While AlphaValue manages to score 460 stocks, essentially big European caps, we could find only 344 with matches at ESG data providers. Ergo, data providers still have big holes in their rackets. We concentrated on the 62 names that garner poor scores at AlphaValue (see table below for an overview) as this is where there is fodder for discussion.
In summary, we agree with ISS’s own results but we are left scratching our heads about findings at Refinitiv, Sustainanalytics, MSCI and S&P (actual scores are not made public so we used the proxy of colours to make the point).

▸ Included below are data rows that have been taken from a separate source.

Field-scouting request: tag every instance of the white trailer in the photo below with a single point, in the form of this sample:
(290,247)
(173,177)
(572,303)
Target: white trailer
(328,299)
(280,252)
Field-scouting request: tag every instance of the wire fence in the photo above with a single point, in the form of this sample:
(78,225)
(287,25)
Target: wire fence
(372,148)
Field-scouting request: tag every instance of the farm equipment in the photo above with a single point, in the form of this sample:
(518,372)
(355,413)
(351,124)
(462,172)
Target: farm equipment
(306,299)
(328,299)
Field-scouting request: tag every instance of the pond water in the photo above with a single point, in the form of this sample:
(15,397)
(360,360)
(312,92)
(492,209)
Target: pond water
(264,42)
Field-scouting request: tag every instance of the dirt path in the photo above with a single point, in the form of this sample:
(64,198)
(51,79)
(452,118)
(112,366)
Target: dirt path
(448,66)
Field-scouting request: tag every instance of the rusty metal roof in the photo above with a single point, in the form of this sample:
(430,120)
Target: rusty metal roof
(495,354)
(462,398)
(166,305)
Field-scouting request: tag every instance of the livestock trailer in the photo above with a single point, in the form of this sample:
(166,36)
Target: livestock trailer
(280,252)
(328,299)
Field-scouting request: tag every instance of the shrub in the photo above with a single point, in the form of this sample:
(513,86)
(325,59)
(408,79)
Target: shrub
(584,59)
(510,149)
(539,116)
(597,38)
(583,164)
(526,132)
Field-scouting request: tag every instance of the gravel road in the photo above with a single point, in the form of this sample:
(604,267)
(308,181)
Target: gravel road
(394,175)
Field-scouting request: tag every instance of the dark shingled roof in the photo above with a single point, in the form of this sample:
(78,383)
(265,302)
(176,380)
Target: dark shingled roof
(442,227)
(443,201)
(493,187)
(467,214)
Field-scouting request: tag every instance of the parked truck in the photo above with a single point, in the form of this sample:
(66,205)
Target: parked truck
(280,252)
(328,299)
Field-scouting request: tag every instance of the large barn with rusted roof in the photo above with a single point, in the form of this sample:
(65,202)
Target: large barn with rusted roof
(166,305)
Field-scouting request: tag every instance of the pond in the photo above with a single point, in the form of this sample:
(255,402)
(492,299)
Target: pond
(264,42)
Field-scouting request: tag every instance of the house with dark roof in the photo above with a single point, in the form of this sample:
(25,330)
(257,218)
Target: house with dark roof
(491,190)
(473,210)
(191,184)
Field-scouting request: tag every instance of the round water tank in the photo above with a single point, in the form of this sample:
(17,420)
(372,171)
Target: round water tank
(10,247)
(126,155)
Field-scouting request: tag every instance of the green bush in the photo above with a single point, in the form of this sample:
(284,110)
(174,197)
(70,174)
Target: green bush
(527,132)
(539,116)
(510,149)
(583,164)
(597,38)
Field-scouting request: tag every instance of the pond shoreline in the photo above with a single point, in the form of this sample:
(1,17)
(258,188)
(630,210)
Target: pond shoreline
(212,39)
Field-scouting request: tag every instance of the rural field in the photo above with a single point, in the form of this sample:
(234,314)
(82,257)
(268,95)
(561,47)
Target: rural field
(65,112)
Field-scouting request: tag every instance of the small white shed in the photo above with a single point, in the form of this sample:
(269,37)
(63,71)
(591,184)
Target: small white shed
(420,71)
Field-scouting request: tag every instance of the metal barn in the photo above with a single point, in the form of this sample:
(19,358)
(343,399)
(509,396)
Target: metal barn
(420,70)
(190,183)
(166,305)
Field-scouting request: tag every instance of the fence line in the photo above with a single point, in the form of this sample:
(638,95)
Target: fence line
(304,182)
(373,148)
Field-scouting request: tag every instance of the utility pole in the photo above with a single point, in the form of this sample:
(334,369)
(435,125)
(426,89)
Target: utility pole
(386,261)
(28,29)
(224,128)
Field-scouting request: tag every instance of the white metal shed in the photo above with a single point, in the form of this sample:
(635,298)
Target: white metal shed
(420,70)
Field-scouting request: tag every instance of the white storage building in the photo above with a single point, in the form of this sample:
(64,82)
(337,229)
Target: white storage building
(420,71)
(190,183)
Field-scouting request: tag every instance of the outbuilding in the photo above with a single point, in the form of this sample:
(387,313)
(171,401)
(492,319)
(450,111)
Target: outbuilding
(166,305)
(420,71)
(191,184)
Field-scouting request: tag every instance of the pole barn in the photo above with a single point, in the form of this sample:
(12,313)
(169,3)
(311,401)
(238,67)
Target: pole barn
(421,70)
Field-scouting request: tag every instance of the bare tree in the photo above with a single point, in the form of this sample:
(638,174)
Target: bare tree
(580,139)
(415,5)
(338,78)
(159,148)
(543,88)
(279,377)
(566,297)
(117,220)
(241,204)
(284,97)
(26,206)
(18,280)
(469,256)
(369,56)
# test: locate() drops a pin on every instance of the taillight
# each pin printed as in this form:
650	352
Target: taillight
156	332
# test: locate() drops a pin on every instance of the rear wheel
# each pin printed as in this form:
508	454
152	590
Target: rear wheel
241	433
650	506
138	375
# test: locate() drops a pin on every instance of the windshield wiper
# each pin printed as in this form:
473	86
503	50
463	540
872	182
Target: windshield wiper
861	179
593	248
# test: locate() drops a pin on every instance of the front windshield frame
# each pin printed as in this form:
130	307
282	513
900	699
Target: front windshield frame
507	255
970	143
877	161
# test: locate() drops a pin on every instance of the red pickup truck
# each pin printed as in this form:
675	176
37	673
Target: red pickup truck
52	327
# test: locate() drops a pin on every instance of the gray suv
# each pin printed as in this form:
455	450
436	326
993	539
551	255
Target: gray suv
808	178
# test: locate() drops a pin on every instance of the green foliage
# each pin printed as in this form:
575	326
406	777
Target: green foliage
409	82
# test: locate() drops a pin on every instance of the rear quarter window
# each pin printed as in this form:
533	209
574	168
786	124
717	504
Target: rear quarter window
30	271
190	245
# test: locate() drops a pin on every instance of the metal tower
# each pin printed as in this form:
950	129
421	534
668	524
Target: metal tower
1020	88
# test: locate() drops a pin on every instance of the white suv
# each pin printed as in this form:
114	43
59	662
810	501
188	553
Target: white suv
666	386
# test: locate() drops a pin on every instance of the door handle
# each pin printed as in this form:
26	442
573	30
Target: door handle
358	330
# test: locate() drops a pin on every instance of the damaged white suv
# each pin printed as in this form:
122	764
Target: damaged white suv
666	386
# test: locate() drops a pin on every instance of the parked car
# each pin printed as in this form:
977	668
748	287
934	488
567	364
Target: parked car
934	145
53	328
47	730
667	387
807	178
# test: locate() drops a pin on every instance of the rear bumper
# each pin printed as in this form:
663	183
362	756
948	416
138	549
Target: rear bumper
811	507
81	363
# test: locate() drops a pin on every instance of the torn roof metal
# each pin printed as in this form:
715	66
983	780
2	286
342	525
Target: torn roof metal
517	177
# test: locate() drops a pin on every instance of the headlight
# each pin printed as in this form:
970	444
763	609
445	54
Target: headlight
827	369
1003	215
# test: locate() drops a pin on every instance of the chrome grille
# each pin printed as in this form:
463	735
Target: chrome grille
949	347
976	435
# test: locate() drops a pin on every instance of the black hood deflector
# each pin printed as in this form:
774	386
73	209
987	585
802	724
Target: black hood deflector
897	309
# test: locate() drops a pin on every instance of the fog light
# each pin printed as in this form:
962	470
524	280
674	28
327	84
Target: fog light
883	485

Matching those scores helps make a few observations:
1/ Looking at the 62 names with poor sustainability scores according to AlphaValue, there is not a single stock on which the 5 score providers are aligned.
2/ There are 35 stocks for which there seems to be an agreement between ISS and AlphaValue.
3/ There are 23 names with a maximum divergence between ISS and AlphaValue. Conversely, ISS is rather in sync with Refinitiv and Sustainanalytics (Download the table) where it diverges from AlphaValue.
4/ We investigated AlphaValue’s own metrics and the verdict is quite direct: those stocks which are not matching AlphaValue’s sustainability requirements do so because of governance weakness (not enough independent board members, all of the same feather) and because they fail to provide some of the essential environmental data.
For the sake of exhaustivity, we also looked at potential divergences on good scores (102 stocks universe). Here again the consistency with ISS is high (but for 10 stocks), and so is it with Sustainanalytics, Refinitiv and MSCI. Most differences only exist for issuers where the corporate structure is changing (data capture problem presumably). On the positive side, as would be expected, everybody agrees.
Our point does not differ from the regulator’s view: inconsistency of results and a suspicious inconsistency where results are negative.
For a conclusion
We throw in our deep conviction as an experienced traditional equity research body. ESG /Sustainability metrics are not worth the pain if governance is trashed by a given issuer: without good governance, sustainability is likely to remain a feel-good intent. Governance is where there seems to be a gap between data providers as the concept of proper governance is highly sensitive to the stakeholders’ profile when reaching a judgement.